The Georgia case is a lawsuit that has stood up and the judge has already agreed the plaintiffs have shown discrepancies exist in the counts. Here’s the rough outline:
It started when several election workers in Fulton county Georgia noted large batches of mail-in ballots without folds on non-standard paper. They signed affidavits to that effect.
A voter integrity group filed a lawsuit asking to see the ballots, as allowed by the Georgia constitution and law.
After weeks of litigation, the judge ordered the county to release a copy of the low-res scanned images of the ballots to the plaintiffs.
After examining the images the plaintiffs reported to the Judge that the count of ballots did not match the count the county officially reported.
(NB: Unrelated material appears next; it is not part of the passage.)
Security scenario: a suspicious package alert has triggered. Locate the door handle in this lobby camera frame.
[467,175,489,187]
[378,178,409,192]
There were other anomalies such as obvious duplicates.
The judge then agreed to allow the plaintiffs access to the actual ballots so they could be examined directly and scanned at high resolution, but with the restriction that only county employees could handle the ballots and run them through the scanners. Plaintiffs were also to pay county expenses. The plaintiffs’ forensic experts, a special master assigned by the judge, and a few other state and county officials would be there to over-see the forensic analysis. The main objective is to determine the source of the discrepancies as well as any other evidence of fraud.
Biden won the state by only 11,779 votes and the number of mail-in ballots for Fulton county alone is around 150,000. The plaintiffs claim a ~21% ballot count discrepancy already exists - easily confirmed or refuted. So significant fraud or (charitably) incompetence almost certainly occurred.
Garland has also has a laundry list of violations of Georgia law in Fulton county. One of those is the use of room with rounded walls so all areas could not be seen by the observers. You also have the observers being sent home and then counting continuing.